August 25 – This morning the National Labor Relations Board (NLRB) took another giant leap in further restricting an employer’s right to respond to union organizing.
In their decision in Cemex Construction Materials Pacific, LLC., the board has announced their intention to return to rules applied under a case from the1940’s (Joy Silk Mills Inc., 1949).
In a nutshell, in Cemex, the Board lays out a new framework for determining when employers are required to bargain with unions, a framework the Board intends to apply retroactively:
- “Under the new framework, when a union requests recognition on the basis that a majority of employees in an appropriate bargaining unit have designated the union as their representative (through signed authorization cards), an employer must either recognize and bargain with the union or promptly file an RM petition seeking an election.”
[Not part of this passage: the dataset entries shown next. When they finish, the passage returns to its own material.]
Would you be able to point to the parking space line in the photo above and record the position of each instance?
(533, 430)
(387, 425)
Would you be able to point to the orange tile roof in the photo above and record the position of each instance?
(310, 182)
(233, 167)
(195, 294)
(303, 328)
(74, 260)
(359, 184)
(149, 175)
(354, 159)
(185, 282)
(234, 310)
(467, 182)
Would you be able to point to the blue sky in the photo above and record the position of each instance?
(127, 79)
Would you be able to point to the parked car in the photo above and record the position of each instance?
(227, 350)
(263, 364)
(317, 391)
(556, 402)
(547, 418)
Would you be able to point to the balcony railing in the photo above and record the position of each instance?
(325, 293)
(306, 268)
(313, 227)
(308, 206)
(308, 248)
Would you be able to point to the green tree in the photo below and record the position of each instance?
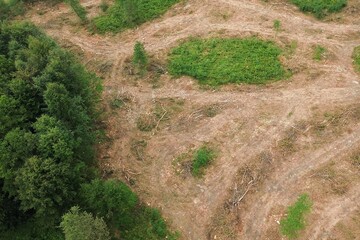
(111, 199)
(54, 139)
(78, 225)
(45, 185)
(140, 59)
(12, 114)
(17, 146)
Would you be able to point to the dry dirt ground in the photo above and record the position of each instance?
(274, 142)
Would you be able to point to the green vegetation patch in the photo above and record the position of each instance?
(125, 14)
(295, 219)
(320, 8)
(49, 125)
(319, 53)
(356, 57)
(202, 158)
(218, 61)
(78, 9)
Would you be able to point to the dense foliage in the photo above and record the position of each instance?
(356, 57)
(218, 61)
(47, 133)
(125, 14)
(82, 225)
(47, 104)
(295, 219)
(320, 8)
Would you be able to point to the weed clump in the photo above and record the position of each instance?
(277, 25)
(140, 59)
(78, 9)
(319, 53)
(295, 219)
(202, 158)
(320, 8)
(219, 61)
(356, 57)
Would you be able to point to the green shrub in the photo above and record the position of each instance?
(78, 9)
(320, 8)
(218, 61)
(277, 25)
(140, 59)
(356, 57)
(319, 52)
(295, 219)
(104, 6)
(115, 201)
(125, 14)
(202, 158)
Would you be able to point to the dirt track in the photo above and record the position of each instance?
(251, 120)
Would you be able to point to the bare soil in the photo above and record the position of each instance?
(280, 132)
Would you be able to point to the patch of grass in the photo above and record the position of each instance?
(356, 57)
(290, 49)
(211, 111)
(140, 59)
(78, 9)
(138, 148)
(319, 53)
(146, 122)
(219, 61)
(277, 25)
(202, 158)
(124, 14)
(295, 219)
(116, 103)
(104, 6)
(320, 8)
(355, 159)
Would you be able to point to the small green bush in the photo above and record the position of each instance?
(277, 25)
(319, 52)
(104, 6)
(78, 9)
(202, 158)
(320, 8)
(295, 219)
(219, 61)
(140, 59)
(356, 57)
(125, 14)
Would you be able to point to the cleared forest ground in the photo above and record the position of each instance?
(287, 121)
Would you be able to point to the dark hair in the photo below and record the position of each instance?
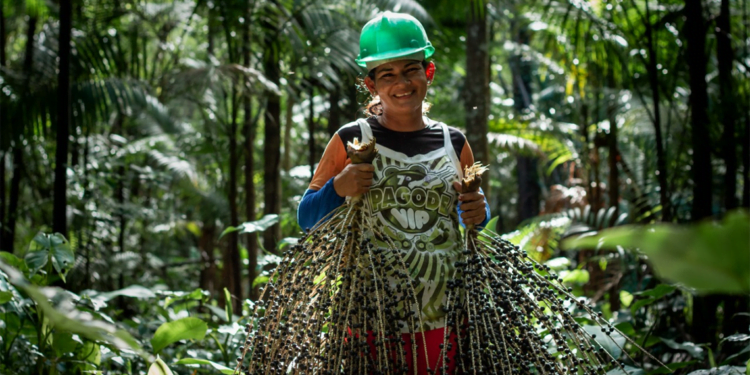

- “However, if an employer who seeks an election commits any unfair labor practice that would require setting aside the election, the petition [for election] will be dismissed, and—rather than re-running the election—the Board will order the employer to recognize and bargain with the union.”
The Cemex decision is consistent with the position this Board has taken since General Counsel Jennifer Abruzzo took over as policy-maker at the agency.
Under her direction, the NLRB’s posture has undergone a tectonic shift – from neutral arbiter of disputes between unions and management, to an agency that is squarely and unabashedly in the corner of organized labor (promoting union membership).
Mark Mix of The National Right to Work Foundation, which represents workers who oppose unionization, said “the card-check process revived by Friday’s ruling is prone to abuse and lacks the protections of secret ballot elections.” He went on to say, “the decision gives a blank check to unions to force workers into their ranks.”